Autore: Ray Livingston. (Autore e protagonista)
Libro noioso, un racconto poco dettagliato e per nulla avvincente di un viaggio in treno da Oackland a New York.
Ovviamente… essendo Ray il Re dei vagabondi e, il suo amico Jack, un degno compagno di avventura, il treno non lo pagavano affatto anzi, riuscirono nell’impresa di questa lunga traversata rischiando ogni giorno la vita, la galera e i temuti lavori forzati. Purtroppo, nonostante sia basato su storie personali realmente accadute, la narrazione non mi ha appassionato un solo secondo.
Ho trovato invece molto tenero e toccante il motivo per il quale Ray si è ritrovato a vivere di espedienti in mezzo alla strada per così tanti anni. Per una nota presa a scuola. Lui per paura della reazione dei suoi genitori, sgattaiola fuori casa per non fare più ritorno.
Da questo libro ho imparato: anzitutto chi è un Hobo. Essere Hobo è abbracciare un vero e proprio stile di vita. Termine nato nella seconda metà del 1800 per definire i vagabondi che per scelta decidevano di vivere per strada, di abbracciare un’esistenza semplice, viaggiando per il solo piacere di viaggiare, spostandosi continuamente e svolgendo alla bisogna qualche lavoretto.
Ho imparato che Ray, conosciuto come A-N°1 , ideò un vero e proprio vocabolario Hobo, fatto di simboli e disegni che permettevano di capire che difficoltà potessero esserci in una stazione, in una cittadina o in un quartiere. Chiunque conoscesse il significato di quelle scritte poteva sapere a cosa andava incontro ad esempio, poteva scoprire se c’erano cani pericolosi, poliziotti corrotti, galere pulite, padroni di casa che offrivano cibo o alloggio.

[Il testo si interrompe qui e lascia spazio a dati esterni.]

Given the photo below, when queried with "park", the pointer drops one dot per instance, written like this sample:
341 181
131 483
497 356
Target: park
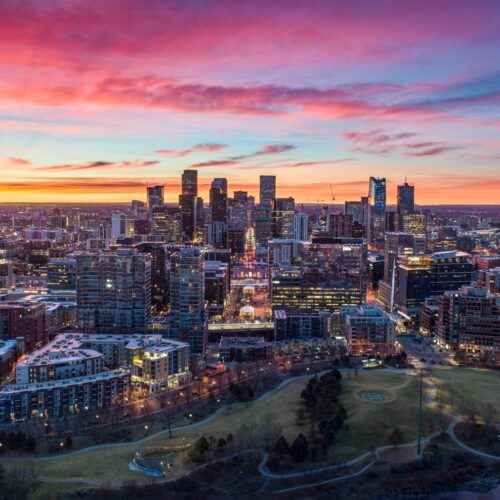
376 403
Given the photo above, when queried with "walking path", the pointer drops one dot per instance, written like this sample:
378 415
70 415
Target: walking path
262 467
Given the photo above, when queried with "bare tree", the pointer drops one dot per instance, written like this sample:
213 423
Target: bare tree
488 412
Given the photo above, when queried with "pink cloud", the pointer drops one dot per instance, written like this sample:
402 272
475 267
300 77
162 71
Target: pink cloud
98 165
197 148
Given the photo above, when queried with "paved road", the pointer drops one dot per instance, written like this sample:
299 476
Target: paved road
262 468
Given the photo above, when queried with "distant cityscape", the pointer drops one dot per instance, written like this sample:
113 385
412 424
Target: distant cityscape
249 250
261 272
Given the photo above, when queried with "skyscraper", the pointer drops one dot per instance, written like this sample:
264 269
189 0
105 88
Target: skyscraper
221 183
188 203
283 218
267 190
301 226
190 182
406 199
188 315
376 209
166 222
217 233
155 197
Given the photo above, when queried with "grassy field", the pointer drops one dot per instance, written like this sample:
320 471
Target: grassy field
475 384
367 423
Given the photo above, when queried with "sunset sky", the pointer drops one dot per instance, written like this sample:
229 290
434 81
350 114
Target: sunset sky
100 98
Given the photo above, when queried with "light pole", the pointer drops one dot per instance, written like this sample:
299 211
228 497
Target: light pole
419 437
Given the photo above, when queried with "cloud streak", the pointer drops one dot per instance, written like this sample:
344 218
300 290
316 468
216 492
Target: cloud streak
208 147
380 142
93 165
270 149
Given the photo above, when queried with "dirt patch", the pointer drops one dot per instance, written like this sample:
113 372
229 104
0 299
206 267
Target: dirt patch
375 396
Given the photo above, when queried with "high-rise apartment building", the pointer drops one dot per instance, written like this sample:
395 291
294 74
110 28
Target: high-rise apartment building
283 213
188 314
23 320
376 209
113 291
341 260
301 227
155 197
341 225
188 204
61 273
406 199
267 190
190 182
370 331
469 322
166 222
218 227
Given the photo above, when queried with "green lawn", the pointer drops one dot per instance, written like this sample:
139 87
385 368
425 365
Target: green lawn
367 423
475 384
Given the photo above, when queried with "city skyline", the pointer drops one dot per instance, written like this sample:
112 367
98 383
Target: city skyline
317 94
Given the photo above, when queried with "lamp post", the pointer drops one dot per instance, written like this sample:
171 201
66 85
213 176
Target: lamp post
419 437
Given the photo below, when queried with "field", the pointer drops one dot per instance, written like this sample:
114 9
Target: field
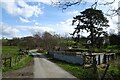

Ho imparato che ogni Hobo aveva un soprannome. Diventava ciò che faceva. C’era il Dummy, che si fingeva sordomuto, lo Stick che aveva perso una gamba a causa di un treno, la Gun Moll cioè una vagabonda pericolosa, l’Alkee Stiff era l’alcolizzato cronico e il Gink un uomo giovane che ogni tanto lavorava…e così via.
Il libro è corredato di alcune vecchie foto di locomotive e stazioni e di Hobo scomodamente nascosti sotto i treni a dimostrazione delle consuete pratiche di ‘freighthopping’ cioè: l’antica arte del viaggiare a sbafo.
Nel complesso le curiosità sono state molte, devo ammetterlo, peccato per la narrazione che proprio non scorreva.